A Python script to collect data on influential people from wikipedia. The purpose is to programmatically generate a data set similar to the one used in this Wait But Why blog post (horizontal history):
http://waitbutwhy.com/2016/01/horizontal-history.html
Currently it collects length of a persons wikipedia entry, the number of links that point to their page, and the year of their demise. A possible next step is to parse the categories in more detail, i.e. artist, scientist, politician, etc... or to apply PageRank, similar to this http://arxiv.org/abs/1405.7183
The data are written as csv files in the data directory. Each file is named by the year of birth, i.e., wiki_XXXX.csv, where XXXX is the year of birth for each person listed in the file. I did not include a header in the data files in order to simplify concatenation of the files. There is an example header provided in the header.txt file in the data directory.

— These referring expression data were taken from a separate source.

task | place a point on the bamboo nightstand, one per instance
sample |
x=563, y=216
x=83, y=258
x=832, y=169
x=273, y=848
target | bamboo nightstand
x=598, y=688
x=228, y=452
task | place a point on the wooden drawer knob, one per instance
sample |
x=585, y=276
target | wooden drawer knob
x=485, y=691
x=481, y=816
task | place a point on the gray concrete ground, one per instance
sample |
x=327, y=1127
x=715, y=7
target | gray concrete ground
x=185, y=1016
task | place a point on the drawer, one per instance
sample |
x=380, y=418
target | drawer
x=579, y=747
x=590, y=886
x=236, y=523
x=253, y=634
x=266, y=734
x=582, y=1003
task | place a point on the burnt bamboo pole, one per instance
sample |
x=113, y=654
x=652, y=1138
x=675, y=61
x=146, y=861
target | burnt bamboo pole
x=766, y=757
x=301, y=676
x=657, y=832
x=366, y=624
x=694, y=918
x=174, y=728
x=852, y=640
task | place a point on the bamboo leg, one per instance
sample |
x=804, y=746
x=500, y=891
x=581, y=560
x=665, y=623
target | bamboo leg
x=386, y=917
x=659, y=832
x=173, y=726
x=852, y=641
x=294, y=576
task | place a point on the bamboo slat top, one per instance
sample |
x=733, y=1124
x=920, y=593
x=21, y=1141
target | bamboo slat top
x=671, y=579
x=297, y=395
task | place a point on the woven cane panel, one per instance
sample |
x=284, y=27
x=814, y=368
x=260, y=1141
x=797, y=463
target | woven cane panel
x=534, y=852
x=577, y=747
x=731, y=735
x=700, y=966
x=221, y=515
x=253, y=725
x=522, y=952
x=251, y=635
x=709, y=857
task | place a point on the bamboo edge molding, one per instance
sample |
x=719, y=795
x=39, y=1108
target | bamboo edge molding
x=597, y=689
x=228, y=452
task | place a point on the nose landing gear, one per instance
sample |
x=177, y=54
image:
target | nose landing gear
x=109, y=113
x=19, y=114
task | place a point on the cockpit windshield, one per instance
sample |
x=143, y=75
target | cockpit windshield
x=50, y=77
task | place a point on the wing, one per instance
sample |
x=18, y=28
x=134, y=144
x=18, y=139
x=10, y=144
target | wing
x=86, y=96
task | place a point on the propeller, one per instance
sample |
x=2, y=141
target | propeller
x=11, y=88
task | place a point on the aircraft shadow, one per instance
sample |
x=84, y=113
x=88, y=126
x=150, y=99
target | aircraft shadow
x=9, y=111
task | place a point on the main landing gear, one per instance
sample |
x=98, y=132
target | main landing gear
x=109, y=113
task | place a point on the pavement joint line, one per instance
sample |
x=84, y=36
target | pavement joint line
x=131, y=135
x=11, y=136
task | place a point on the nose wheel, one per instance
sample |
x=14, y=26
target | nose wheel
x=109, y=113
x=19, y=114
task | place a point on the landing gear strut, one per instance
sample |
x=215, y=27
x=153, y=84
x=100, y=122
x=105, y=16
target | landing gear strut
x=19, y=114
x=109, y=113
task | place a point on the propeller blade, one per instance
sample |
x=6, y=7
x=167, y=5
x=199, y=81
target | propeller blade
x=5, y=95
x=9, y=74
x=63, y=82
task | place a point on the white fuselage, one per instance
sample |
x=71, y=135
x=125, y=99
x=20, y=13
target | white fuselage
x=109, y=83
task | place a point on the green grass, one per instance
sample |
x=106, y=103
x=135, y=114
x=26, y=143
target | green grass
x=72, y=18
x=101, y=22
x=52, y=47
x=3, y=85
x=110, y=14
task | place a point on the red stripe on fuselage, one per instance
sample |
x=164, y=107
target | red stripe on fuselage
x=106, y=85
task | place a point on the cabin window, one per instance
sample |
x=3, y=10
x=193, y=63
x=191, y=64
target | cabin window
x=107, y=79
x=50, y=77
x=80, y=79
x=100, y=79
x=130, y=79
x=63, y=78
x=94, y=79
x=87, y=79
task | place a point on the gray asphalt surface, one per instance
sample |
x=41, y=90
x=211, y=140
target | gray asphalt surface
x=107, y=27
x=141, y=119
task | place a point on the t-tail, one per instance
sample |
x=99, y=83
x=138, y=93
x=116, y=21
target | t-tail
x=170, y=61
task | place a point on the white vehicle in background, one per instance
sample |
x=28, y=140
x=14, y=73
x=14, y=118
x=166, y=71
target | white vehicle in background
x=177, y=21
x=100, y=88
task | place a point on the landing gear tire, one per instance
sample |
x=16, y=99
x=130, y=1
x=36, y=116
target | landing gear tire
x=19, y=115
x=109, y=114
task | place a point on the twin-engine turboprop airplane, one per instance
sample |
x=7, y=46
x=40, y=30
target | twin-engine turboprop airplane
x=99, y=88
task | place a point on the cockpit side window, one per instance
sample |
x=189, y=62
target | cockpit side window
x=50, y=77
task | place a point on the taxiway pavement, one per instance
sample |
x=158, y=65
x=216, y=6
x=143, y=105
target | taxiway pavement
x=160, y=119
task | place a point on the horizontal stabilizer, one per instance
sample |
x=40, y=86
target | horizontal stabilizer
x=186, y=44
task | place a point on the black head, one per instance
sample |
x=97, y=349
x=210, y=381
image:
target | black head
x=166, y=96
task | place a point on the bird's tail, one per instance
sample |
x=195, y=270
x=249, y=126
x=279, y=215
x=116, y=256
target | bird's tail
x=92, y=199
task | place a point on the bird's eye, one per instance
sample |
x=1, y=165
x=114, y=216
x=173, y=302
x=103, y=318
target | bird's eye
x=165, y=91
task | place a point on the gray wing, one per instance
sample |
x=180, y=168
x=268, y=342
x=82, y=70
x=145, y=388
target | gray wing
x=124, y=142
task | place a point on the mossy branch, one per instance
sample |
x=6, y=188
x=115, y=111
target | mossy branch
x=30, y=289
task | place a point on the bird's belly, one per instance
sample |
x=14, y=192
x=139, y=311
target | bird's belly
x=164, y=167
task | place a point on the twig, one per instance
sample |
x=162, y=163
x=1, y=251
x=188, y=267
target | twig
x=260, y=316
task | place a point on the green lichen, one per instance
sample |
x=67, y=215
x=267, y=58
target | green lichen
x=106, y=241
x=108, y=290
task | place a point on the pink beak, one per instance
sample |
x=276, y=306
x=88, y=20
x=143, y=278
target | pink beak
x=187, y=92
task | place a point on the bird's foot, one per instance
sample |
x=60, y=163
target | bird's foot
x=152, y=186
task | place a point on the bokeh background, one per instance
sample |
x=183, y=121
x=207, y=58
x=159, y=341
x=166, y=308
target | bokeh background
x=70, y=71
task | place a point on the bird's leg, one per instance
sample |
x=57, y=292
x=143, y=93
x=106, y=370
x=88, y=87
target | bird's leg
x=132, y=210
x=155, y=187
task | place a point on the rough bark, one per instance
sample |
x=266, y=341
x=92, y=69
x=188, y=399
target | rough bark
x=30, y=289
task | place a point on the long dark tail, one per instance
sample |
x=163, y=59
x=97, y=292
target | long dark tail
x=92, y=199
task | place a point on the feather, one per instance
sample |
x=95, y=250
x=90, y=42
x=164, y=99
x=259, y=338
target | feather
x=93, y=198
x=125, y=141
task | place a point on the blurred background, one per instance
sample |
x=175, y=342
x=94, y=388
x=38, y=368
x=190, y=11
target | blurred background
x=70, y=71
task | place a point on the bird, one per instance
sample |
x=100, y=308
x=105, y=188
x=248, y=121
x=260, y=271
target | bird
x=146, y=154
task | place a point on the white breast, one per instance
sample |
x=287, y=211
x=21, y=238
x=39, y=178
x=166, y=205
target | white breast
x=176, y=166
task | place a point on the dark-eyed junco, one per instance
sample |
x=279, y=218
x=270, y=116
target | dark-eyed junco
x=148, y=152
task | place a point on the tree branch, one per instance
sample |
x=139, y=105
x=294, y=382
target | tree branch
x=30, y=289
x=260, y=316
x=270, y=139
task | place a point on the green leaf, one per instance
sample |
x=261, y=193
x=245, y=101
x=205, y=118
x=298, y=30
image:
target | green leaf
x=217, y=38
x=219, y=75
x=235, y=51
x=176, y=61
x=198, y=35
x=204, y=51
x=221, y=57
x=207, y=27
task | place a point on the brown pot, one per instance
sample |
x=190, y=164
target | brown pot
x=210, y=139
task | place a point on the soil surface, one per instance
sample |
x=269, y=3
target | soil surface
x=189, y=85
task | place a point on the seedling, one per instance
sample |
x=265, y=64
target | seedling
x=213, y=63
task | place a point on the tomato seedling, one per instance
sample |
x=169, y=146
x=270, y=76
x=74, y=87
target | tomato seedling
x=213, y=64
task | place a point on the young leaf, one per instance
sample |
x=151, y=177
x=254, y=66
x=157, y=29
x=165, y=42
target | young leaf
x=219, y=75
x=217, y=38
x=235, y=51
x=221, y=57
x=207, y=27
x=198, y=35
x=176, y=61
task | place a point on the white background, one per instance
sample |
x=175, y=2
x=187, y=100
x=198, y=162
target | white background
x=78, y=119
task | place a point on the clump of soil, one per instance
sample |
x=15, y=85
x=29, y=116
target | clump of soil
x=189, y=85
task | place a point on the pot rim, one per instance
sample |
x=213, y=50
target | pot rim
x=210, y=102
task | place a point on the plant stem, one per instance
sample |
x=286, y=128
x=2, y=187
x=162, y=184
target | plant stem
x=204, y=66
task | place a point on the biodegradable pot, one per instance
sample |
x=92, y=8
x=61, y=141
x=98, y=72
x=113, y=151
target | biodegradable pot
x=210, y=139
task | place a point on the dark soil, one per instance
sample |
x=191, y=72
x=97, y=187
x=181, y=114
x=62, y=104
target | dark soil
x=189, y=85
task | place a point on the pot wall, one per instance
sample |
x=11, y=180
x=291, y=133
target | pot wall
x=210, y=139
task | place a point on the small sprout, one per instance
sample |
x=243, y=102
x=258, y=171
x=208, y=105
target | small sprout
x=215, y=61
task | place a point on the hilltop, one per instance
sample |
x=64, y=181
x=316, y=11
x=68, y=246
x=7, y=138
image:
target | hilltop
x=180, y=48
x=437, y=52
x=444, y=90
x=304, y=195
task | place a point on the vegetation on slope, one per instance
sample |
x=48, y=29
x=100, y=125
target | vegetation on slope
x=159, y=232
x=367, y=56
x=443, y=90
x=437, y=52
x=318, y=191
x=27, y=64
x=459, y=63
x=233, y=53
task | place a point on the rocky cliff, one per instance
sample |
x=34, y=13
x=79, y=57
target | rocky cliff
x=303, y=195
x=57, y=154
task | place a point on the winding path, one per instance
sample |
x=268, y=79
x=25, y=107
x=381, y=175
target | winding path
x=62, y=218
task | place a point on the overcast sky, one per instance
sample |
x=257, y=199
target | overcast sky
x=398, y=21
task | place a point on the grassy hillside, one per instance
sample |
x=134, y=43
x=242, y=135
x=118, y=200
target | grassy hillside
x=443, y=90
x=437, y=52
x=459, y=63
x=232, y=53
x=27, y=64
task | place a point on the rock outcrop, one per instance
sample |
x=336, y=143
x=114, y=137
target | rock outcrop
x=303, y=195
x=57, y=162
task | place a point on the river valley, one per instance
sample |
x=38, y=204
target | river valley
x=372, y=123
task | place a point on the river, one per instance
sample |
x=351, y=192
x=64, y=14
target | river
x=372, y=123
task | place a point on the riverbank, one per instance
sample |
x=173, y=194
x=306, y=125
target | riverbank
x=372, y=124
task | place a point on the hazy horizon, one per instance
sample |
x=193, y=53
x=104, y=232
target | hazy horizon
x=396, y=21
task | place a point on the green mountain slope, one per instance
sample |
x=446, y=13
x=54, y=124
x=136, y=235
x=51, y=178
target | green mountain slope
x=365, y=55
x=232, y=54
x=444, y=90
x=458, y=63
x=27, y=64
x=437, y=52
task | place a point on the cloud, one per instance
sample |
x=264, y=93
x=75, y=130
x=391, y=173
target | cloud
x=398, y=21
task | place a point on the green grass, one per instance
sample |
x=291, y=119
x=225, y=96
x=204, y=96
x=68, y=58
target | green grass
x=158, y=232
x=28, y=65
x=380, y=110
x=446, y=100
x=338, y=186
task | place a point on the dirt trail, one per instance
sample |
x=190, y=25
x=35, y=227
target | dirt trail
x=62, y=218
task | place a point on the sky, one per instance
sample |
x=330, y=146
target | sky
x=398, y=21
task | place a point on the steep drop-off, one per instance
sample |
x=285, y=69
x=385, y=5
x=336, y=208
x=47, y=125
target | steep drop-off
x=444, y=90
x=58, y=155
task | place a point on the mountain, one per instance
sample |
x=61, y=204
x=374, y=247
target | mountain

Note: The name field sometime contains commas and double quotes which may cause problems with importing the csv files. I removed the extra commas in the all.csv file and am working on removing both commas and quotation marks from the individual year files.
length,linkshere,pagelinkshere,year_birth,year_demise,name
The column meanings are:
length: length of the article. Specifically, the page size property exposed by the wikipedia API.
linkshere: count of the wikipedia API property linkshere.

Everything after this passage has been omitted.